A mente dela era capaz de responder essa, facilmente, aliás. Ela tinha medo do que os olhos dele encontrariam em suas letras, tão repletas de seus próprios pensamentos e delírios que eram quase um retrato falado de sua consciência.
Os sentimentos da pobre menina eram tão cheios dele, que ela tinha certeza que ele seria capaz de se encontrar facilmente em sua escrita logo nas primeiras linhas. Tremia só de pensar nessa possibilidade.
- Não, acho melhor não.
- Ah, qual é, não podem estar tão ruins.
- Não acho que estejam. Só não quero que você veja.
- Por quê? – A ofensa estava em sua voz, mas ela a ignorou.
- Porque são meus esboços, meus dramas. Não parece certo que você os leia. – E ele certamente se perguntava porque então o resto do mundo podia vê-los. Ela não os exibia sempre?
- Por que me disse que escreveu então?
- Achei que você ia ficar feliz de saber, feliz por mim. – Ela foi firme. – Mas não quer dizer que vou deixar você ler.
- Qual o preconceito comigo?
- Nenhum. – Ele apertou os olhos, querendo sondá-la, e ela sorriu.
“É só que você está impresso demais nisso”.
- Então?
- O que você diria se encontrasse a si mesmo num texto?
- Ah... Talvez eu ficasse lisonjeado.
- E se esse texto fosse meu?
- Eu não sei. – Ele respondeu, momentaneamente desarmado.

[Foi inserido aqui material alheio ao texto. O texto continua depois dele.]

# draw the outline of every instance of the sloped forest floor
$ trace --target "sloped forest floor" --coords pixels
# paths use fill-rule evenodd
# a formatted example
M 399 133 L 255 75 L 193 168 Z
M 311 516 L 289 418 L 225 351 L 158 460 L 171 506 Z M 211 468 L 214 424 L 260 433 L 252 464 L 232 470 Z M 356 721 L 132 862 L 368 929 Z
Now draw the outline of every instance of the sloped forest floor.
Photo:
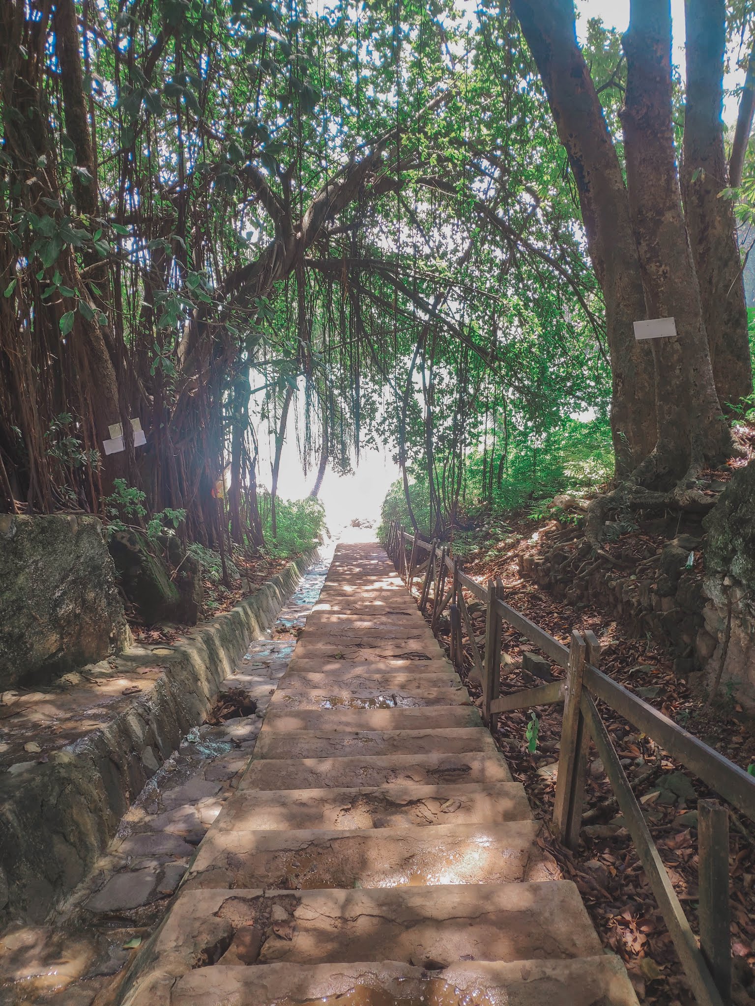
M 671 656 L 651 639 L 635 638 L 608 610 L 592 604 L 571 607 L 563 600 L 557 601 L 549 589 L 522 575 L 523 557 L 542 555 L 549 545 L 553 547 L 554 538 L 558 537 L 562 546 L 567 541 L 578 547 L 584 540 L 578 527 L 557 520 L 510 519 L 500 537 L 502 540 L 496 542 L 490 523 L 480 531 L 484 545 L 471 551 L 465 561 L 470 575 L 483 583 L 500 577 L 506 603 L 562 643 L 568 644 L 573 629 L 592 630 L 602 647 L 601 670 L 736 764 L 747 768 L 755 762 L 752 721 L 730 693 L 724 691 L 706 709 L 707 693 L 700 688 L 696 691 L 676 676 Z M 632 566 L 656 554 L 665 541 L 657 526 L 648 523 L 621 535 L 610 547 L 611 553 L 624 563 L 626 571 L 622 575 L 629 575 Z M 605 568 L 610 572 L 609 565 Z M 467 604 L 481 645 L 484 607 L 471 597 Z M 442 620 L 440 630 L 446 637 L 442 642 L 447 649 L 449 629 L 448 620 Z M 532 644 L 505 624 L 503 633 L 501 693 L 542 683 L 521 667 L 522 652 L 533 650 Z M 471 667 L 469 651 L 467 664 Z M 554 678 L 564 673 L 562 668 L 552 667 Z M 469 680 L 467 685 L 479 703 L 479 684 Z M 576 882 L 604 946 L 624 960 L 640 1001 L 657 1006 L 695 1006 L 695 997 L 594 746 L 579 852 L 572 854 L 562 847 L 551 832 L 562 710 L 562 705 L 538 708 L 538 747 L 534 753 L 530 753 L 525 739 L 530 710 L 503 714 L 497 721 L 496 739 L 514 779 L 523 784 L 535 813 L 543 821 L 540 843 L 563 875 Z M 600 711 L 676 894 L 698 932 L 696 807 L 698 799 L 716 794 L 602 703 Z M 755 1002 L 755 829 L 729 810 L 734 1002 L 751 1003 Z
M 236 549 L 233 561 L 229 559 L 229 581 L 222 582 L 219 569 L 202 569 L 202 605 L 197 624 L 214 618 L 222 612 L 231 611 L 240 601 L 260 588 L 279 573 L 297 556 L 280 558 L 275 555 L 248 555 L 241 549 Z M 145 645 L 172 643 L 173 640 L 187 628 L 179 624 L 147 626 L 139 618 L 133 606 L 128 605 L 126 618 L 134 639 Z

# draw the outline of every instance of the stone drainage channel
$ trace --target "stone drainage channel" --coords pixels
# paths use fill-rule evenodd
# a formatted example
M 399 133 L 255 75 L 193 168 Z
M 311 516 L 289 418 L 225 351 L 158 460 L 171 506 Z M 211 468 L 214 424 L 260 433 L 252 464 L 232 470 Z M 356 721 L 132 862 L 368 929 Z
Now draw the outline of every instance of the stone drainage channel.
M 333 544 L 302 577 L 267 638 L 222 683 L 214 715 L 191 729 L 121 821 L 107 853 L 48 925 L 2 937 L 0 1006 L 106 1006 L 136 948 L 162 919 L 196 846 L 255 749 Z M 213 721 L 210 721 L 213 720 Z

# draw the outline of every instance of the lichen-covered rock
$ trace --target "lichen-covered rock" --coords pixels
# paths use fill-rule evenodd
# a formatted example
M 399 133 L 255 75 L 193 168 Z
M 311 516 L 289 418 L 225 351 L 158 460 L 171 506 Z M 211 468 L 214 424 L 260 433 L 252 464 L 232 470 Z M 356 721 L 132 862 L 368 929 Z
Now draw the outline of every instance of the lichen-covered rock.
M 705 526 L 708 577 L 731 576 L 755 592 L 755 465 L 735 473 Z
M 129 640 L 96 517 L 0 514 L 0 688 L 49 681 Z
M 185 554 L 177 538 L 149 541 L 137 531 L 115 531 L 108 547 L 121 589 L 145 625 L 196 624 L 202 599 L 199 564 Z

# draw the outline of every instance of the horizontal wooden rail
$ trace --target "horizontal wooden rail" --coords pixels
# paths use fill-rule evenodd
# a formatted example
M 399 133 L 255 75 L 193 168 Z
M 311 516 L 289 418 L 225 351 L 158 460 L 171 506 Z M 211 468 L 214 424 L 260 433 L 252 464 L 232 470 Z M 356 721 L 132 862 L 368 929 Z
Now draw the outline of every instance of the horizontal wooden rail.
M 655 847 L 639 804 L 632 793 L 629 780 L 611 743 L 605 723 L 600 718 L 592 698 L 585 691 L 582 692 L 580 707 L 695 997 L 701 1006 L 703 1004 L 724 1006 L 711 971 L 698 948 L 685 910 L 668 879 L 663 860 Z
M 517 612 L 515 608 L 510 608 L 503 601 L 496 599 L 495 610 L 504 622 L 513 626 L 522 636 L 526 636 L 531 643 L 535 643 L 555 663 L 561 667 L 566 667 L 569 664 L 569 649 L 554 639 L 545 629 L 541 629 L 535 622 L 531 622 L 528 618 Z
M 481 601 L 483 605 L 487 604 L 487 591 L 485 588 L 478 583 L 476 579 L 472 579 L 471 576 L 467 576 L 465 572 L 459 569 L 459 583 L 464 588 L 465 591 L 469 591 L 473 594 L 478 601 Z
M 564 701 L 564 682 L 551 681 L 538 688 L 527 688 L 526 691 L 513 692 L 511 695 L 501 695 L 490 703 L 490 712 L 513 712 L 514 709 L 528 709 L 534 705 L 553 705 Z
M 500 580 L 495 584 L 488 582 L 485 589 L 464 573 L 458 558 L 450 556 L 447 547 L 438 541 L 420 541 L 417 535 L 407 534 L 397 521 L 389 529 L 387 542 L 397 568 L 400 572 L 407 573 L 410 589 L 416 571 L 418 549 L 430 553 L 424 564 L 427 571 L 419 602 L 420 609 L 424 610 L 428 602 L 431 585 L 434 588 L 433 626 L 450 603 L 451 658 L 461 668 L 464 663 L 461 640 L 466 630 L 472 654 L 471 673 L 478 676 L 482 683 L 483 718 L 491 728 L 499 713 L 556 702 L 565 703 L 554 821 L 561 841 L 570 848 L 576 848 L 579 842 L 588 747 L 592 738 L 698 1002 L 701 1006 L 723 1006 L 725 1002 L 728 1003 L 731 987 L 731 939 L 728 925 L 727 813 L 717 805 L 711 805 L 708 811 L 706 807 L 702 807 L 701 811 L 699 948 L 595 699 L 604 702 L 654 740 L 698 779 L 753 821 L 755 778 L 600 671 L 595 666 L 600 660 L 600 646 L 592 633 L 585 633 L 583 639 L 579 633 L 573 632 L 571 648 L 567 648 L 501 600 Z M 412 546 L 409 567 L 406 545 Z M 451 589 L 448 591 L 444 589 L 447 572 L 452 576 Z M 468 591 L 486 606 L 484 655 L 480 653 L 474 637 L 475 627 L 469 617 L 463 591 Z M 566 678 L 499 696 L 501 621 L 530 640 L 556 664 L 566 668 Z M 705 803 L 701 801 L 701 805 Z
M 619 715 L 660 744 L 676 761 L 755 821 L 755 776 L 693 736 L 618 682 L 595 667 L 585 668 L 585 685 Z

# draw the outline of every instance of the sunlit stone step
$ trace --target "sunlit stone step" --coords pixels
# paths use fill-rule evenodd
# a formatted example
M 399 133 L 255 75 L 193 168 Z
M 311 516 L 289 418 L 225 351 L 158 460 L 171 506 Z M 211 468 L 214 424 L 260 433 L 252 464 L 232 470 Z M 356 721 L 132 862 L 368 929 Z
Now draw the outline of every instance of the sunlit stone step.
M 397 887 L 523 880 L 539 825 L 231 831 L 213 829 L 185 887 Z
M 497 752 L 468 751 L 442 756 L 254 759 L 239 789 L 306 790 L 395 784 L 437 786 L 442 783 L 510 782 L 508 766 Z
M 215 819 L 218 831 L 331 831 L 526 821 L 520 783 L 386 786 L 330 790 L 243 790 Z
M 348 758 L 381 754 L 449 754 L 496 752 L 495 742 L 482 727 L 442 730 L 359 730 L 353 733 L 327 729 L 323 713 L 321 730 L 299 730 L 287 735 L 263 730 L 255 748 L 258 759 Z
M 336 651 L 334 651 L 336 652 Z M 424 677 L 427 674 L 456 675 L 453 665 L 445 657 L 440 656 L 440 650 L 435 657 L 426 655 L 409 658 L 386 657 L 375 662 L 371 658 L 362 658 L 357 653 L 349 660 L 342 657 L 301 657 L 298 648 L 291 658 L 287 673 L 294 674 L 327 674 L 329 677 L 345 677 L 353 674 L 408 674 L 411 677 Z
M 317 730 L 324 725 L 322 710 L 291 708 L 289 703 L 271 703 L 263 730 L 268 732 Z M 473 705 L 410 706 L 394 709 L 336 706 L 327 710 L 329 730 L 412 730 L 458 726 L 481 726 L 482 720 Z

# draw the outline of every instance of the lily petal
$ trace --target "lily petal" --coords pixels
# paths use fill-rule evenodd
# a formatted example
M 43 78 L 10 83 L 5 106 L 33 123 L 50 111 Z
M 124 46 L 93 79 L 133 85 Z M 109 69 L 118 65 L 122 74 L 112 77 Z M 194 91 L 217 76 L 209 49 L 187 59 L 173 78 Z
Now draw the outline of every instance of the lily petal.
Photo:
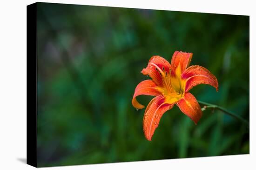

Ficou em silencio por algum tempo. Depois sorriu, sem graça, e encontrou nela só um olhar sério. Ele nunca pensara nem ao menos na possibilidade. Será que ela...?
- Enfim, não acho que seja uma boa idéia.
- Está sendo meio injusta.
- Por quê? – E seu tom de voz tinha mesmo uma pergunta.
- Porque você deixa desconhecidos lerem!
- Faz muito mais sentido. Eles não me conhecem.
- É isso que faz a diferença?
- E se você estivesse num texto? E se não fosse bom? O que você diria? O que você me diria?
- Eu não sei!
- Então não! – Ele abriu a boca para protestar. – Volte com uma resposta e te deixo ler.
- Eu vou voltar.
- E eu vou esperar.
- Claro que vai.
Se olharam carrancudos, e ela revirou os olhos. Estava chateada.
“E isso vai me render mais algumas linhas, que eu espero sinceramente que você também não leia”.